Live music is back. Sort of. After four months of making do with pop stars streaming half-hearted semi-acoustic sets from their living rooms via Zoom, two and half thousand Geordie revellers assembled in an open space at Gosforth Park to watch local hero Sam Fender thrash an electric guitar, roar his lungs out, and deliver a loud, passionate performance of unreconstructed full-blooded heart-on-sleeve rock and roll.
“Newcastle, we’re making history tonight!” yelled Fender, and it was hard to blame him for being so excited, even if he was performing to a crowd all separated into small groups by crash barriers and policed by masked stewards in case they got too carried away and strayed out of their demarcated space. Welcome to socially distanced pandemic entertainment.

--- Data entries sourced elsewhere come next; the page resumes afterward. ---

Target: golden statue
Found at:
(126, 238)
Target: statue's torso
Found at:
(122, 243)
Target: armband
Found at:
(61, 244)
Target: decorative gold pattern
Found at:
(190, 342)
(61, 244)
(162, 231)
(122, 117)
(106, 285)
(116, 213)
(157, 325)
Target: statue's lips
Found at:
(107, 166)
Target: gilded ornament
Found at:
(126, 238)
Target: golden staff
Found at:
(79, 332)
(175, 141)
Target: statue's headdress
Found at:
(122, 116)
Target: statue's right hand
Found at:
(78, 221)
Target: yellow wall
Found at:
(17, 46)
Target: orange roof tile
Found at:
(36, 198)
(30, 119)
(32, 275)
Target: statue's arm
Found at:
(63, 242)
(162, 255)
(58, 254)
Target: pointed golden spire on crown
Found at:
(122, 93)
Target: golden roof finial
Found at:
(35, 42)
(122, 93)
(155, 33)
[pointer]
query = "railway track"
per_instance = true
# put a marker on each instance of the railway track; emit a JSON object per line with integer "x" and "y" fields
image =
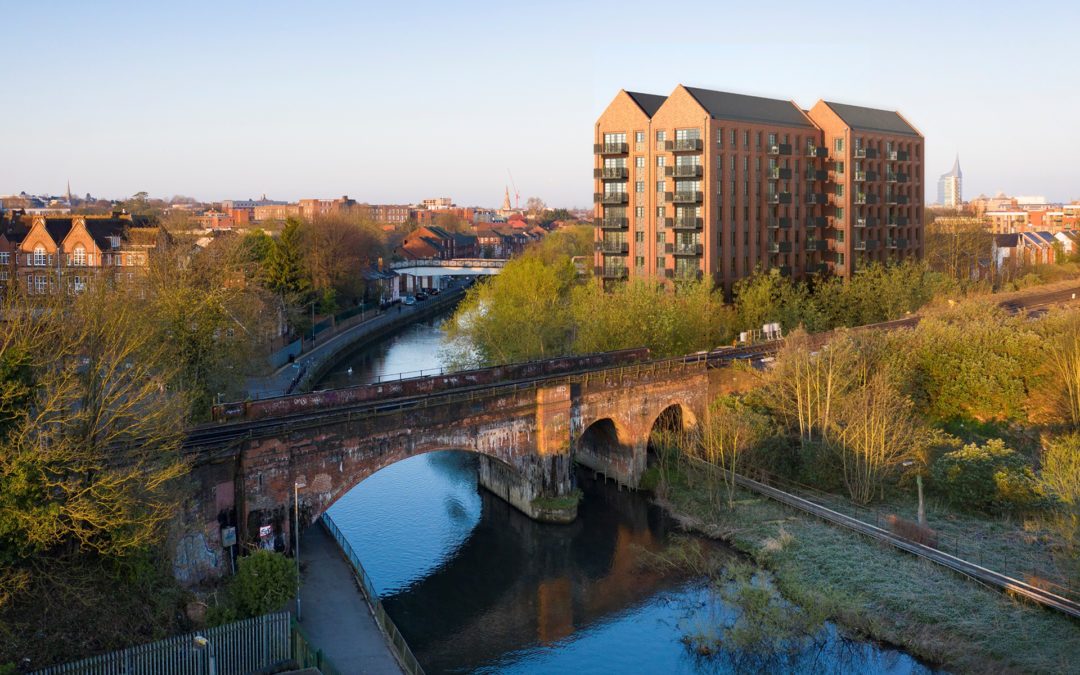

The ambitiously named Virgin Money Unity Arena is a pop-up venue created at Newcastle Racecourse by local promoters SSD. Virgin Money are the sponsors; unity is the aim. But calling it an arena is a bit of a stretch. It’s a field with a big stage at one end. The area is vast, 45,000 square metres, the equivalent of over six football pitches. In normal circumstances, it could host 40,000 people but capacity has been reduced to just 2,500 by small square platforms enclosed in railings, each spaced two metres apart and accommodating up to five people. Effectively, there are 500 social bubbles.
In a strange way, the set-up reminded me of the cover of Pink Floyd’s 1987 album A Momentary Lapse of Reason, on which hundreds of hospital beds were arranged on a beach in a monument to uniform sterility. Fans had to wear masks if they left their personal spots to form orderly one-way queues for alcohol and food, or visit designated Portaloos where brave hygiene teams were on hand to wipe down.

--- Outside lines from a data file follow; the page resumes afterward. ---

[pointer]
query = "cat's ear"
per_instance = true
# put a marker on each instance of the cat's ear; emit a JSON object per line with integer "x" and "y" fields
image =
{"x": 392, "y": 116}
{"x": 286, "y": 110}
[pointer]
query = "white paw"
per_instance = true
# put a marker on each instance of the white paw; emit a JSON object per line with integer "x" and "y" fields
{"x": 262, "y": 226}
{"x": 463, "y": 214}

For a hardened gig goer, the sight was like something out of dystopian science fiction. As Mr Spock might have put it: “It’s live, Jim, but not as we know it.” But spirits in the crowd were high, attendees giddy with excitement at simply being allowed out of the house to gather en masse.

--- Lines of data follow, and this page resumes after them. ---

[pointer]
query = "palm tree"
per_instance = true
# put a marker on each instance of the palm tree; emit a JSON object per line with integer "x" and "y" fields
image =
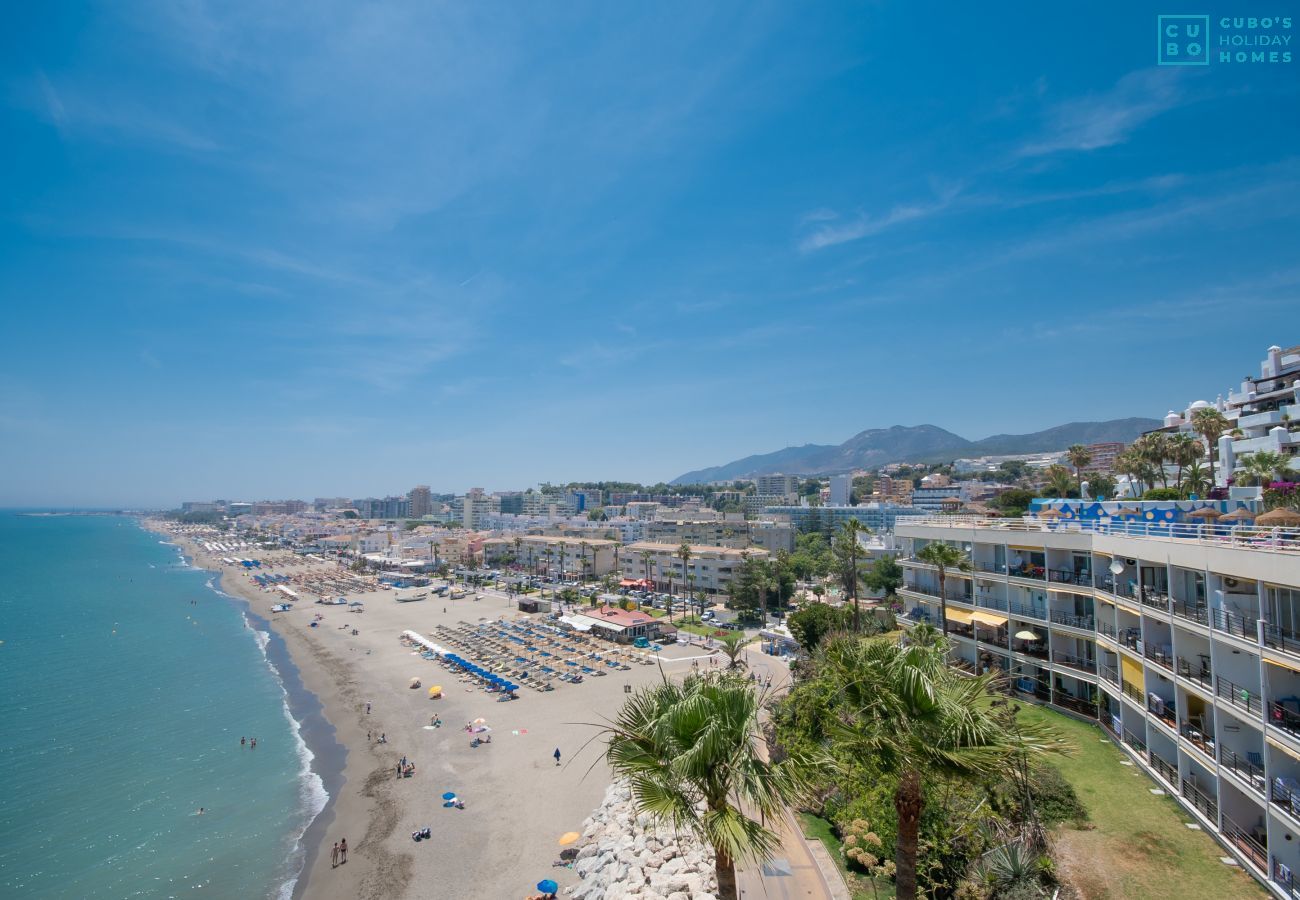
{"x": 684, "y": 554}
{"x": 1079, "y": 457}
{"x": 944, "y": 557}
{"x": 1210, "y": 424}
{"x": 733, "y": 644}
{"x": 1264, "y": 466}
{"x": 692, "y": 754}
{"x": 846, "y": 548}
{"x": 914, "y": 717}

Sam Fender had the honour of inaugurating the arena. The 26-year-old singer-songwriter was born and raised in North Shields, eight miles from the venue. His debut album of passionate, anthemic, Springsteen-style rock, Hypersonic Missiles, went to number one in 2019. It is packed with sharply observed songs about growing up on the rough end of Northern life, and the mainly young crowd greeted each heartfelt number with delight.